Nexans : -1.5% followed by CGG

AXA (-1.5%) published quarterly growth of 6% in its revenues, driven by the growth in commercial property and casualty insurance premiums, its flagship activity. Gross premiums written and other income thus amounted to 34 billion euros, after 31.8 billion euros a year ago. Commercial property and casualty insurance activity increased by 7% on a comparable basis, to 12.1 billion euros, helped by the dynamism of the American subsidiary AXA XL Insurance and positive price effects in Turkey and Europe. The two other main businesses of the number two insurance company in Europe, life and health insurance as well as personal insurance, also posted increased revenues. Axa’s solvency ratio stood at 229% at the end of March, or 2 percentage points more than at the end of 2023.
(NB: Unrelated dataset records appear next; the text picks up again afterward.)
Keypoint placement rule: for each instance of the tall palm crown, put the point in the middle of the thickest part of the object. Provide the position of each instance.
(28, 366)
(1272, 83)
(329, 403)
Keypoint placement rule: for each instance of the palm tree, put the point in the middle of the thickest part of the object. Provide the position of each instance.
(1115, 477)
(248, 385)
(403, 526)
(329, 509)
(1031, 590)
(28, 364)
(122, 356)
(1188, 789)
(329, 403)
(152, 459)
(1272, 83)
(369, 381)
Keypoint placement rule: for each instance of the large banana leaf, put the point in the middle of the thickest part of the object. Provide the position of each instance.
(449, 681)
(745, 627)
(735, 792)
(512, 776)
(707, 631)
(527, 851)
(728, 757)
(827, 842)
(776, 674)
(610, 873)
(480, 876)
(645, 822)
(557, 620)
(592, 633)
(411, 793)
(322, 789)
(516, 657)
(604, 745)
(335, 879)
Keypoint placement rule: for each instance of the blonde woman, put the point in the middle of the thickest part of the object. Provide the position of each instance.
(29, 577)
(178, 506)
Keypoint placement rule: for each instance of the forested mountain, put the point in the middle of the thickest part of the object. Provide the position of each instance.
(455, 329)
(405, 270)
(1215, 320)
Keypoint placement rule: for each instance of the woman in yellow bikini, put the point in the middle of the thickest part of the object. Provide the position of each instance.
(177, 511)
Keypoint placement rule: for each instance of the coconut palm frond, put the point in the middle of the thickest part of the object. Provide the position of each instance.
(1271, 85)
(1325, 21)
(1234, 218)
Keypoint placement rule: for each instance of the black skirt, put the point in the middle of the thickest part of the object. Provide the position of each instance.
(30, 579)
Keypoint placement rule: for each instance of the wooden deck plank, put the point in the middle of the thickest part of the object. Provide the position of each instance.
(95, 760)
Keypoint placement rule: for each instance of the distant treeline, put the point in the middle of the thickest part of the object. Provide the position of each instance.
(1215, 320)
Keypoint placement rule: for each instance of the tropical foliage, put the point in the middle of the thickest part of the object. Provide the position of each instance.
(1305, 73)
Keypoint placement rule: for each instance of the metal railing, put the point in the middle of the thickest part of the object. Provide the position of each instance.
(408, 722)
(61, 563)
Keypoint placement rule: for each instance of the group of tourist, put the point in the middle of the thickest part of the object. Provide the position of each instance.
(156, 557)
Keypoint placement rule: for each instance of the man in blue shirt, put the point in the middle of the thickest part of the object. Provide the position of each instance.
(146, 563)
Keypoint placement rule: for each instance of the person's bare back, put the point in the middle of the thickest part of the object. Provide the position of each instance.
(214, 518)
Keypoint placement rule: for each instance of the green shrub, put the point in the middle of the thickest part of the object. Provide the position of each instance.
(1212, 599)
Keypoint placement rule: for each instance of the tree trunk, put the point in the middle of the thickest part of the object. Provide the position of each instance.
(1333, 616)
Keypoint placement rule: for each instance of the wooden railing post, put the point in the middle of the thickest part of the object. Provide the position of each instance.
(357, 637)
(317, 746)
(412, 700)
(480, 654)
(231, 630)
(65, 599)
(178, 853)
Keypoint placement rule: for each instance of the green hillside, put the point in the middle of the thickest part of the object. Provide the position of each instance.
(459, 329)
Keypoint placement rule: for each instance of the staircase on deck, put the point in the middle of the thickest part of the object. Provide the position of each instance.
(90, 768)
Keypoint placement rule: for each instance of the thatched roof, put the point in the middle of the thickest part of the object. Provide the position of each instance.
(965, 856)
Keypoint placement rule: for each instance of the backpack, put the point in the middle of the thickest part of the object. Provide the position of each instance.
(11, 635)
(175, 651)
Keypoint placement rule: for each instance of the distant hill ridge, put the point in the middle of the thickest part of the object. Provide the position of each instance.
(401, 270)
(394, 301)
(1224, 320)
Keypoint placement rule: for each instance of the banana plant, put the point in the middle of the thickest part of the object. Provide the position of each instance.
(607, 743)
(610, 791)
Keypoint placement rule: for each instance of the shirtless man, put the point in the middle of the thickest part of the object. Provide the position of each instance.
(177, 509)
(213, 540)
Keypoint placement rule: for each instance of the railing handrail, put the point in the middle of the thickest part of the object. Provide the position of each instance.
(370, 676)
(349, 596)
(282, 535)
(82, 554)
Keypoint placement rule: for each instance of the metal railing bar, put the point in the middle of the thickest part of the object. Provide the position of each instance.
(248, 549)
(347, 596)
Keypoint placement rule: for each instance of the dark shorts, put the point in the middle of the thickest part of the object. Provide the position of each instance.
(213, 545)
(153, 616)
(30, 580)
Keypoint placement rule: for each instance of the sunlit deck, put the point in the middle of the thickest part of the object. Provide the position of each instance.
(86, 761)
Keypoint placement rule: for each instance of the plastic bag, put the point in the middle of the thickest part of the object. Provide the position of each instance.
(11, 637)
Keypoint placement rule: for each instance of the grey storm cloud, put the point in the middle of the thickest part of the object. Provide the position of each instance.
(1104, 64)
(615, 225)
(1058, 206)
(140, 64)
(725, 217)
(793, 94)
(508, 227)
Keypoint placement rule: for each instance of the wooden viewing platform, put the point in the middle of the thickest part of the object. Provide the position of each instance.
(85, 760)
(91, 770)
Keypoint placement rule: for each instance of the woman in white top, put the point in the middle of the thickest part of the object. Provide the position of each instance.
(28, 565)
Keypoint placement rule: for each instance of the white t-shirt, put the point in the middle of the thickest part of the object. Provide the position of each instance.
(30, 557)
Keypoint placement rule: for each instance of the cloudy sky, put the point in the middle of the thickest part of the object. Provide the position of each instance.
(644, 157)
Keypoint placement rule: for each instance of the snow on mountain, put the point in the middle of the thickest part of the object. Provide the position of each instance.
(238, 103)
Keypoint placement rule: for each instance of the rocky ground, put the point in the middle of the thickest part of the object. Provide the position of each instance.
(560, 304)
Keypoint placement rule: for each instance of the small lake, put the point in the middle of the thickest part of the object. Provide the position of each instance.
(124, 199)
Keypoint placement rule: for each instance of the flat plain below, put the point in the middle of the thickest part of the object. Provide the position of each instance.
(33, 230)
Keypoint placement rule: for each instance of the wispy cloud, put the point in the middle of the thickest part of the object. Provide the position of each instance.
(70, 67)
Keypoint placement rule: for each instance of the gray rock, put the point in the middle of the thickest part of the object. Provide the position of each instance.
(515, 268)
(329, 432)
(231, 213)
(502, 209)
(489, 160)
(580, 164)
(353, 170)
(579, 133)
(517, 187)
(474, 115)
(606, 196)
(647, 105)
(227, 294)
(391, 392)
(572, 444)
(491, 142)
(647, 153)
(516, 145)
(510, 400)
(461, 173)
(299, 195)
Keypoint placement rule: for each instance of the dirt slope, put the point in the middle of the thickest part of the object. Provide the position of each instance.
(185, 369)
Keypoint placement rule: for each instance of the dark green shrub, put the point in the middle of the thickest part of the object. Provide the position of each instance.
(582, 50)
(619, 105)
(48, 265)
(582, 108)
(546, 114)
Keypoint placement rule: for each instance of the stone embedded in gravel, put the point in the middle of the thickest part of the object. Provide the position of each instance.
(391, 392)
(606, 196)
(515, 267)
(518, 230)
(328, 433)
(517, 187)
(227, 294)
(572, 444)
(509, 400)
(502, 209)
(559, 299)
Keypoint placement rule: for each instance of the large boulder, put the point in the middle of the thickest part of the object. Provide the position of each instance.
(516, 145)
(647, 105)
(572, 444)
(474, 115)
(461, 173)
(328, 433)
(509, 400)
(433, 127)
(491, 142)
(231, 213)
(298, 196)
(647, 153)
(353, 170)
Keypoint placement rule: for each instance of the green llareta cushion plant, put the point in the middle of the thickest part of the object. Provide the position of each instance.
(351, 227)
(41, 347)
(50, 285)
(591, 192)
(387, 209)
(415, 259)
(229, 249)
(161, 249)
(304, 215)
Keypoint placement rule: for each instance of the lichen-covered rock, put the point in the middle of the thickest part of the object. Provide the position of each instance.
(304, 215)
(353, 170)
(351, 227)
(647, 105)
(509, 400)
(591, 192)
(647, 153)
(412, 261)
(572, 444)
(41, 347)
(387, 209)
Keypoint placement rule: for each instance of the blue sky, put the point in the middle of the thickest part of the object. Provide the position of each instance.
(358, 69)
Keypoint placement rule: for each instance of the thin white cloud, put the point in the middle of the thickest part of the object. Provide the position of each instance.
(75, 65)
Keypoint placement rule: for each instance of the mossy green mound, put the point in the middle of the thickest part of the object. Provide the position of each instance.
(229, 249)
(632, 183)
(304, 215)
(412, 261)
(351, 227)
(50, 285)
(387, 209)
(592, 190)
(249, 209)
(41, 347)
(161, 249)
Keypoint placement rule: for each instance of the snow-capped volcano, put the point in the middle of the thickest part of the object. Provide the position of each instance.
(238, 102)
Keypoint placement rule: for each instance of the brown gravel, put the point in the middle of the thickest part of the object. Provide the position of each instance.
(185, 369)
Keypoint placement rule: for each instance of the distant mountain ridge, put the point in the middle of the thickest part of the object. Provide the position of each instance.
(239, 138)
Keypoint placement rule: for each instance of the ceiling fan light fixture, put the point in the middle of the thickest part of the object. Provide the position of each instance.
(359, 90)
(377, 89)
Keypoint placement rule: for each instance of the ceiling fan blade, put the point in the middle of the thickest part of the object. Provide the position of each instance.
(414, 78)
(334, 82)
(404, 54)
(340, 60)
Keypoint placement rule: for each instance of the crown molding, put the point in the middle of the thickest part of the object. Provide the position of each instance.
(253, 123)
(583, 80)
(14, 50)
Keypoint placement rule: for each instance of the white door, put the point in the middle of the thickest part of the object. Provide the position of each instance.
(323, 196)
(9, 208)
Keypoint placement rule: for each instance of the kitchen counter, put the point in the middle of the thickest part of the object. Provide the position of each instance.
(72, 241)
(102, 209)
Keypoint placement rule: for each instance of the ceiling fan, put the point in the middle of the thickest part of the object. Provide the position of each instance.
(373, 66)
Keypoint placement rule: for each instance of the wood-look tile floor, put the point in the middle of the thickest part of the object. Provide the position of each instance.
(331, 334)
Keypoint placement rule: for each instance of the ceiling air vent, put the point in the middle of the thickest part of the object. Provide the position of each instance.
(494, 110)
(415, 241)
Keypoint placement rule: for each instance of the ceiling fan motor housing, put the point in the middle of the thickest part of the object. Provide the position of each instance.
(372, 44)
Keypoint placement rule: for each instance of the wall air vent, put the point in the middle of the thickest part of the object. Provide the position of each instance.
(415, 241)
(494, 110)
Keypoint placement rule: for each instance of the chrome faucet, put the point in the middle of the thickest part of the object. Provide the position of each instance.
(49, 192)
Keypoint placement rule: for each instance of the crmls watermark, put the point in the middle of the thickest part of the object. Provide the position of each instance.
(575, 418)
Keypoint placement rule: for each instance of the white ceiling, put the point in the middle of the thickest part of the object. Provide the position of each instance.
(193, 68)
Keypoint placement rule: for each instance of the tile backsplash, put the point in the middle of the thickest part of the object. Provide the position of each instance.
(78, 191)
Bastide : -1% followed by Forvia, Chargeurs, Vetoquinol, Ubisoft, Scor, M6

Bonduelle (-0.6%): the turnover for the 3rd quarter (from January 1 to March 31, 2024) of the 2023-2024 financial year of the Group stood at 564.9 million euros, a decline compared to the previous financial year (572.2 million euros) of -1.3% in published data and -1% in comparable data. Over the first 9 months of the financial year, turnover stood at 1,778 million euros, down -2.1% in published data and up +2.8% in comparable data after taking taking into account exchange rate variations (significant depreciation of the ruble and weakening of the US dollar against the euro compared to the same period of the previous financial year).